As for Benoit David, he’s fine; despite all the hoopla about Anderson getting booted for a tribute singer, I don’t think it ever occurred to me while listening that this was a stand-in. He doesn’t really sound like Jon, just a guy with a high voice. Unfortunately for him, he couldn’t quite hit Anderson’s vocal parts, and had troubles making it through the (fairly awful) 2011 tour, eventually missing some time with a respiratory illness. And you know what that means. So the search for a new lead singer was on, and the good news for Yes is that they finally got their Jon. That is, Jon Davison, who was the lead singer of Glass Hammer at the time, a band who’d been outdoing Yes for the last 15 years. Look, I feel bad for the Hammer, getting their singer snaked from them like that, but to be fair, he probably wouldn’t have gotten that job in the first place if he didn’t sound so eerily close to Jon Anderson.
Heaven and Earth was the band’s next album, and I for one was optimistic. Davison didn’t get to write a whole lot in Glass Hammer, but the stuff he did was good. Plus, with Fly From Here being their best effort in my entire lifespan I had to figure that maybe this would be alright…maybe even…good? My hopes were dashed pretty quickly, when Anil Prasad, a guy who I have a lot of respect for, got an advance copy of it and savaged the album in a way you rarely see these days – attacking not only the music itself, but also Yes for letting it come to this. Okay, so it’s awful, but now my curiosity is piqued…just how bad is it?
If you really want to know my thoughts, check out this review I did for the Quietus upon its release. Now that we’re almost two years on, it still baffles me – I’m used to the dinosaur-band-playing-at-half-speed thing by now, but these tempos are so slow, these songs so lifeless and dull, that there’s almost something surreal about them. It’s not unlistenable – the melodies still sound good and there are a lot of catchy bits. But I hear what Prasad was talking about; outside of the Roger Dean artwork, this is barely recognizable as Yes. In a way I’m almost mad at them for making such a bad album, because there have been so many great prog albums released in the last few years that would love to get half the attention that Heaven and Earth did. Are these really the guys that put out Fly From Here just three years ago?

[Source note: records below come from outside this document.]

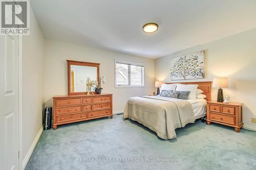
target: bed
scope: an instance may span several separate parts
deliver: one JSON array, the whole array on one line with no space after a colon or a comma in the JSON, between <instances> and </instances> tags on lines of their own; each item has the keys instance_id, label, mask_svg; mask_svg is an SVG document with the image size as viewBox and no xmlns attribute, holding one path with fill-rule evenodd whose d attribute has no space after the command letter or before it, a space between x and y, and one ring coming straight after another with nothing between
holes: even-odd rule
<instances>
[{"instance_id":1,"label":"bed","mask_svg":"<svg viewBox=\"0 0 256 170\"><path fill-rule=\"evenodd\" d=\"M203 91L206 98L182 100L160 96L132 97L125 105L124 118L143 125L162 139L177 138L176 129L205 115L206 102L210 99L211 82L175 83L198 85L198 88Z\"/></svg>"}]
</instances>

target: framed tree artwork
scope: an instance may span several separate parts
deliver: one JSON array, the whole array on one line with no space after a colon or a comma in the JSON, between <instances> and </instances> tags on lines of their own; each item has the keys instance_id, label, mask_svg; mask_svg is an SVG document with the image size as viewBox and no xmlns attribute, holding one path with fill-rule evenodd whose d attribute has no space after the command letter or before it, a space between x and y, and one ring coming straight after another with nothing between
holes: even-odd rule
<instances>
[{"instance_id":1,"label":"framed tree artwork","mask_svg":"<svg viewBox=\"0 0 256 170\"><path fill-rule=\"evenodd\" d=\"M174 58L171 60L170 80L204 78L204 52Z\"/></svg>"}]
</instances>

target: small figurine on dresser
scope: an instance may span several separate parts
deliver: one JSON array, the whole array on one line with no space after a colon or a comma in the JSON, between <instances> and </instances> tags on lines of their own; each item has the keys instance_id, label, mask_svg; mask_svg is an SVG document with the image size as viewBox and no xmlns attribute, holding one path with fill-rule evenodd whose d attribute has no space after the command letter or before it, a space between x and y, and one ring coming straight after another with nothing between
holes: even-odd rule
<instances>
[{"instance_id":1,"label":"small figurine on dresser","mask_svg":"<svg viewBox=\"0 0 256 170\"><path fill-rule=\"evenodd\" d=\"M230 100L230 97L228 95L226 95L225 96L224 101L223 101L223 103L229 103Z\"/></svg>"}]
</instances>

Sadly, it would turn out to be Chris Squire’s final album, as the only man who played on every single Yes album passed away just last year. Believe it or not, Yes are going to play about 75 shows this year anyway. Look, I’m not one to tell a band they should break up. I hate when people do that, especially when you’re dealing with groups like this one, full of guys who have been professional musicians for four decades and probably don’t know how to do anything else. But, like…do you remember the moment you realized there are more bad Simpsons episodes than good ones? Yes have passed that point long ago, and quite frankly I have no idea what they have to offer anymore. Will Heaven and Earth go down as their last album, or does this lineup, featuring Billy Sherwood (of Open Your Eyes fame), NuJon, and a 200 year-old Steve Howe have anything in the tank? And if they do…well, wouldn’t you be the least bit curious?